Jul 8, 2013 10:47 AM
At a meeting of all provincial Finance Ministers with Jim Flaherty last December, improvements to the Canada Pension Plan and Quebec Pension Plan were delayed until June. This is when Finance Minister Flaherty promised a meeting to finally make a long awaited decision on expansion of the CPP.
Well June is over and there still has been no meeting between the Finance Ministers. There is no sign of a meeting on the horizon either.
“The federal government’s lack of leadership on this issue has gone on long enough,” wrote CUPE national president Paul Moist in a letter to all provincial finance ministers. “After years of discussion and delay, Canada’s finance ministers have an opportunity right now to make a significant positive difference to the lives of tens of millions of Canadians by committing to an expansion of the Canada and Quebec Pension Plans.”
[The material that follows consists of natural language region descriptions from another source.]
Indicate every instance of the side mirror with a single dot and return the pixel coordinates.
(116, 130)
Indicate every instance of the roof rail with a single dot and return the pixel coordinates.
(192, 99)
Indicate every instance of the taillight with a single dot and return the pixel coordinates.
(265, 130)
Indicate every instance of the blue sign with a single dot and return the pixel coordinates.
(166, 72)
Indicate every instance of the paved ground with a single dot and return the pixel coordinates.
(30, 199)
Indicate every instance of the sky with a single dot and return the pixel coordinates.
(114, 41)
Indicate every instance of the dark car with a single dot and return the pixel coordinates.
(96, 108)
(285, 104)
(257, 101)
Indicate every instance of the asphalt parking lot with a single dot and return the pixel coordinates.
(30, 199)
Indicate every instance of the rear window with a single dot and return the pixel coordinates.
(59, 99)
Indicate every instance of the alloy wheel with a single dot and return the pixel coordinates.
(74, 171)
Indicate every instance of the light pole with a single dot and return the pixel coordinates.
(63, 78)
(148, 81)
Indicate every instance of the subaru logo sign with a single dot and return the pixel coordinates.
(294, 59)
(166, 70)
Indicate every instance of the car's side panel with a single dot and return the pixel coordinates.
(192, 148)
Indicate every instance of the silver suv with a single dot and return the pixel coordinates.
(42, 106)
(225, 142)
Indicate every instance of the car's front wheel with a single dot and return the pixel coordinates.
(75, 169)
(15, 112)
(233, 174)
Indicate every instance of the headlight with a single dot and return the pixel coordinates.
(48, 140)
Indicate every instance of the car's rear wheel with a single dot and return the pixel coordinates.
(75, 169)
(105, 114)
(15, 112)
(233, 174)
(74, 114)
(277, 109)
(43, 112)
The cost of inaction on CPP expansion is growing. Study after study shows that Canadians are not saving enough for retirement, and that this problem will only get worse as future generations retire. Polling data also shows that 75 per cent of Canadians support CPP expansion, even when they are presented with figures on the increased contributions required from them to double CPP benefits.
“If the federal government still refuses to act, CUPE urges provincial leaders to meet on their own to achieve an agreement on improving the CPP with the required two-thirds majority – and then challenge the federal government to act,” added Moist. “A gradual and modest expansion of the Canada Pension Plan is the best way to ensure retirement security for each and every Canadian and it is time we act to make this happen.”